Edwin Remsberg/agefotostock/Newscom
The quinquennial tragedy that is the Farm Bill is currently winding its way through Congress. Members of a joint House-Senate conference committee are beginning work to coalesce respective House and Senate versions of the bill before bringing the finished product to a vote by the end of September.
However the finished product turns out—whether a perfect marriage or one that nods more to the House or Senate version—this year's Farm Bill will suck. Just like the last one. And the one before that. And the one before that.
There was hope, thanks to bipartisan support, that Congress would cap farm subsidies (in the form of taxpayer-subsidized crop insurance) paid to many of America's wealthiest farmers. As I lamented earlier this year, those hopes were already on life support. Now, they're dead.
"An unusual coalition of libertarians, free-marketers[,] and environmentalists hoped this farm bill cycle would be the one to rein in subsidies for wealthy farmers," Politico reported this week. Despite good efforts, the coalition's efforts were for naught.
It's worth noting, though, that libertarians, free-marketers (including, um, libertarians), and environmentalists banding together to fight crappy farm bills isn't the least bit "unusual." These groups work together to fight back against wasteful Farm Bill excesses every five years, as I've noted many times, including in this 2012 column and in my recent book, Biting the Hands that Feed Us: How Fewer, Smarter Laws Would Make Our Food System More Sustainable.

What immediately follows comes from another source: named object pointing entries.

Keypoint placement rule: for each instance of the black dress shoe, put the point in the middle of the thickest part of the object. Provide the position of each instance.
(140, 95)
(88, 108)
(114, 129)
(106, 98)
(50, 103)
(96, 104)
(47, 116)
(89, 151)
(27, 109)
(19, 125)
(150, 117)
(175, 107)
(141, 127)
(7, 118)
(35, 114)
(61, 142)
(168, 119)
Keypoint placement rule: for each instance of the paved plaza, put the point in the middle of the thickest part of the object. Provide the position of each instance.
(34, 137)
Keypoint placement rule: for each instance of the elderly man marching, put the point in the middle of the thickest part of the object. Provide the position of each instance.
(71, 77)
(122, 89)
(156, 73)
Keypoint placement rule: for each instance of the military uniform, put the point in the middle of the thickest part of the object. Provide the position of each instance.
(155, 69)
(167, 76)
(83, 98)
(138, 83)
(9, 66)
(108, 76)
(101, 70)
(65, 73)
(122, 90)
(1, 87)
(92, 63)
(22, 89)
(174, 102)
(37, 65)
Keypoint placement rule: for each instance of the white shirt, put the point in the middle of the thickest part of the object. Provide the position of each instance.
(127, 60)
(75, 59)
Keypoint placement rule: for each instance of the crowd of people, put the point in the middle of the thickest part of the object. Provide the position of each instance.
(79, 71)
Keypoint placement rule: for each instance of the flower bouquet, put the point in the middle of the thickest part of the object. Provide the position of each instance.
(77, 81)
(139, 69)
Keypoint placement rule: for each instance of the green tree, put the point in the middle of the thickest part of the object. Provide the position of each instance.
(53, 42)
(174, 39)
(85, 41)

In any case, the coalition was no match, as Politico reported elsewhere, for a more powerful coalition, one featuring top Democratic and Republican leadership in the House of Representatives, including speaker Paul Ryan (R–Wisc.), minority leader Nancy Pelosi (D–Calif.), and agriculture committee chairman Mike Conaway (R–Texas).

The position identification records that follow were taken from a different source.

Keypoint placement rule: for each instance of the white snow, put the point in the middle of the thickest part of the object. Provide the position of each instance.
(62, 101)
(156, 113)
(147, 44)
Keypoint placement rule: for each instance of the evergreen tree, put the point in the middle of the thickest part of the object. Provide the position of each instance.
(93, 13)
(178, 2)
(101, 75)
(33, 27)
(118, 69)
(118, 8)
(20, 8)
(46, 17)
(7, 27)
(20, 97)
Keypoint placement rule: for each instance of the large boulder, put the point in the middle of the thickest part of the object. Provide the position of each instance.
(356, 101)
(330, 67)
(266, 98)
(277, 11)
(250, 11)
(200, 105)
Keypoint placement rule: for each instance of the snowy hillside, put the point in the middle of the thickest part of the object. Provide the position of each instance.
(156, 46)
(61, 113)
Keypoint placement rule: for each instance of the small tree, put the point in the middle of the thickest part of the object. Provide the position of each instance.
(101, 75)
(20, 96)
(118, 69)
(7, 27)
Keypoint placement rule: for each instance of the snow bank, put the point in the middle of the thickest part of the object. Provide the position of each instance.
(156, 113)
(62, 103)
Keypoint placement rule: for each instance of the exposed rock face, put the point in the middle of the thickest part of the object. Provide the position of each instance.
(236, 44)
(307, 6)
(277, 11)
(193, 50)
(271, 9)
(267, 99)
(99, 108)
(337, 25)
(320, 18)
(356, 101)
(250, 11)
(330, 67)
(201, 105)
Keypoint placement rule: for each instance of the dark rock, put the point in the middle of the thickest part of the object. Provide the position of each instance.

The defeat of subsidy reform comes as new analysis reveals yet another way that farm subsidies are an abomination.
The analysis, published this week by the Daily Yonder, a rural news site, reveals that eight of the top 10 congressional districts for farm subsidies—in terms of dollars per year—are represented in Congress by members of the party of fiscal restraint. Top among the group is the statewide district of North Dakota Rep. Kevin Cramer (R–N.D.): the farmers in his district receive more than $381 million in subsidies per year.
Playing with that data yields some absurd results. For example: All told, North Dakota receives more than $500 in subsidies for every state resident. North Dakota farms received an average of more than $15,000 per year in federal farm subsidies. Perhaps most galling is this: if subsidies were a crop, then USDA data show that North Dakota's hardworking subsidy farmers would be the state's fourth largest in terms of the dollar value of their production—trailing only soybeans, wheat, corn, and canola while easily edging out hay, beans, potatoes, sunflowers, barley, peas, lentils, flaxseed, oats, safflower, and sugarbeets.
Still, the final version of the Farm Bill might not be all bad. Rep. Morgan Griffith (R–Va.) took to the pages of the Augusta Free Press with a real peach of a piece extolling the virtues of the Farm Bill as a means to "support farmers" and similar drivel. But Griffith also used the piece to push for one of the few potential bright spots in this Farm Bill: the possibility to end what he rightly labels the "illogical and unproductive ban" on raising hemp.
In fact, farmers around the country are hopeful the nation's hemp ban may fall with passage of this Farm Bill.
"We're optimistic the 2018 Farm Bill will include hemp legalization," Jonathan Miller, general counsel for a group that represents hemp companies, told UPI.
Let's hope so. But will farm subsidies ever die? Probably not. They're a game Congress continues to play with taxpayers' money. And that game is rigged to ensure hundreds of millions of Americans will always lose.